In this parable there are two sons who are lost, and the father - who is prodigal about love - runs out to both of them to welcome them home. He goes to the older son and reminds him “everything that I have is yours.” Sometimes we are so lost that we think we have earned what God had already given us. We have trouble with God’s non-comparing kind of love. But what a freedom it is to give up our comparing. No longer do we have to see people as less deserving than us. And we can let go our anxiety about those who seem more deserving than us.

We are both the younger son and the older son. We forget the love that is given by God, or we misinterpret God’s love as something that we have earned. But when we are welcomed home, we cease to be either son, and we become the father. That’s what this journey of faith is all about: being transformed by God into the body of Christ, so that we extend the prodigal love of God without ifs and without boundaries. We welcome the sinner and the tax collector, we welcome the criminals and the hypocrites, the slackers and the type A’s, the people who never set foot in our church until they hurt enough to come looking. Like the father in the parable, we become free to love and welcome completely, because we have been loved and welcomed by those same arms. We find ourselves in our true home, at the center of our being, where God says to us “you are my beloved, on you my favor rests.”

Note: much of the insight in this sermon is indebted to Henri Nouwen, from his wonderful book The Return of the Prodigal Son.

Tuesday, March 6, 2007

The Giving Tree

Do you remember the children’s picture book called The Giving Tree by Shel Silverstein? It is a parable of grace, not unlike the parable of the prodigal son. The Giving Tree tells the story of a tree who loves the young boy who comes to climb up her trunk, play in her branches, and eat her apples. When he is tired, he sleeps in her shade. When the boy got older, he didn’t want to play with the tree anymore, he wanted money to do other things, so the tree gives him all her apples to sell and make money.

Later, the boy who has become a man comes back and says that he wants a house. The tree gives all of her branches so that he can build a house. Now the tree is just a trunk. Years later, the boy is an older man who yearns to travel across the sea. The tree tells him to cut down her trunk to make a boat. He does. Now the tree is just a stump.

At the end of his life, the boy comes back to the tree. The tree has nothing left to give: no apples, no branches, and no trunk. But the boy is too old to eat apples or swing in branches or climb up a trunk. He simply wants a place to rest. He sits down on the stump and is happy.
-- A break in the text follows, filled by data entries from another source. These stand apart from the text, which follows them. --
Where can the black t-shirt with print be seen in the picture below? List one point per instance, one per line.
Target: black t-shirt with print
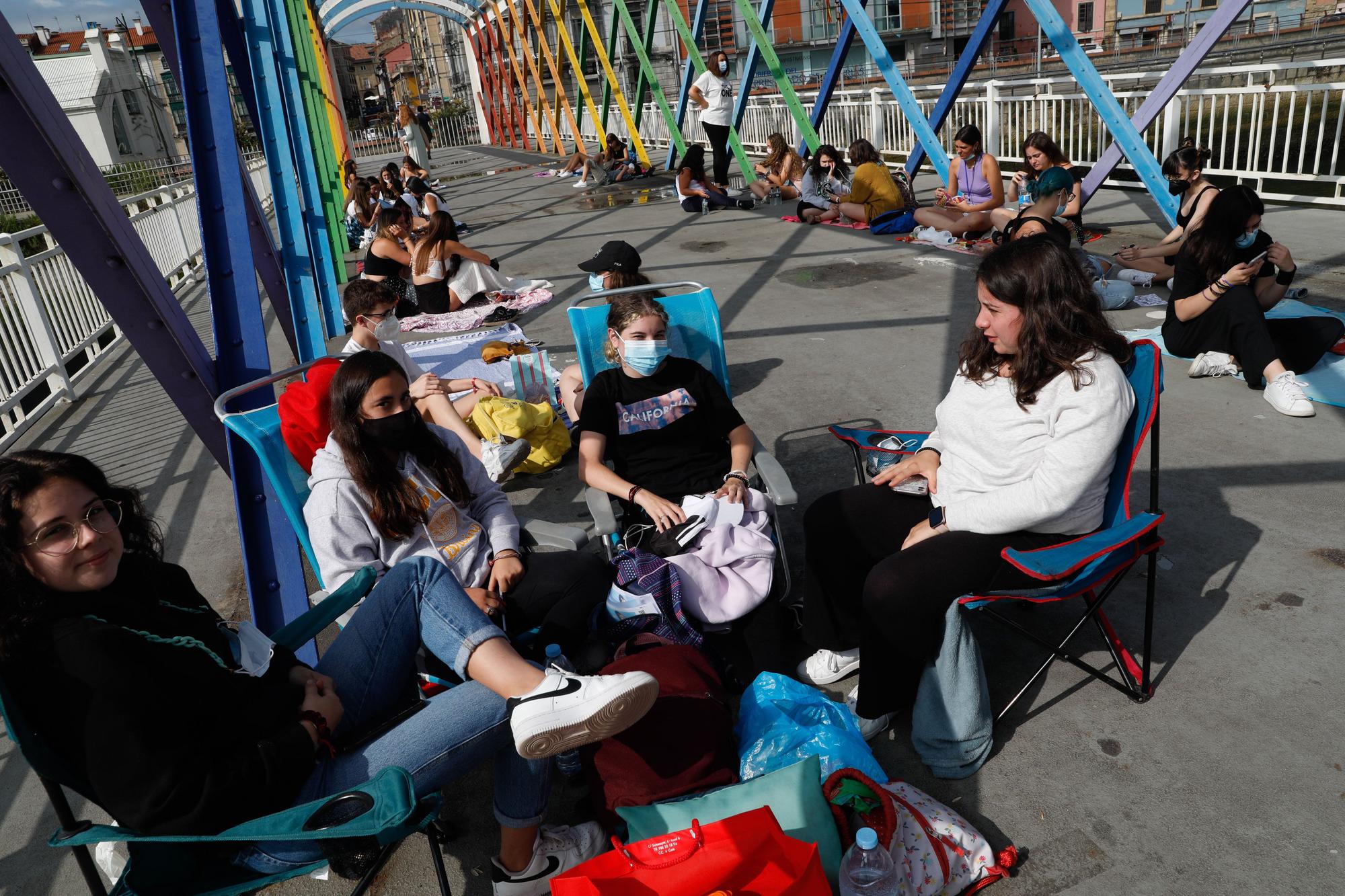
(668, 432)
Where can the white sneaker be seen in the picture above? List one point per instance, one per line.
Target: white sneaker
(828, 666)
(570, 710)
(1286, 396)
(870, 728)
(1213, 364)
(501, 459)
(559, 848)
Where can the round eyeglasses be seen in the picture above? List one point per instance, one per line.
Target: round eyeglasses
(61, 538)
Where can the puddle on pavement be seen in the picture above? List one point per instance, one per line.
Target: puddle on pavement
(844, 274)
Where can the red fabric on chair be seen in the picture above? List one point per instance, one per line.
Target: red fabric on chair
(305, 413)
(747, 854)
I think that the tree is God. She gives her gifts with love without conditions, and when he returns again and again empty handed, she welcomes him with great joy each time, much like the father in the parable of the prodigal son. After the son asked for an early inheritance and wasted it all, he comes back home with his apology speech rehearsed. But the father doesn’t want to hear it. He’s just happy to have his son.

There is a mistaken idea that our relationship with God depends on us, as if God is waiting for us to explain ourselves, apologize, and present a plan for making ourselves better. In fact, it’s just the opposite. It is God who watches for us, and runs out to meet us with great joy, and wants everyone to join in the party thrown in celebration of being found.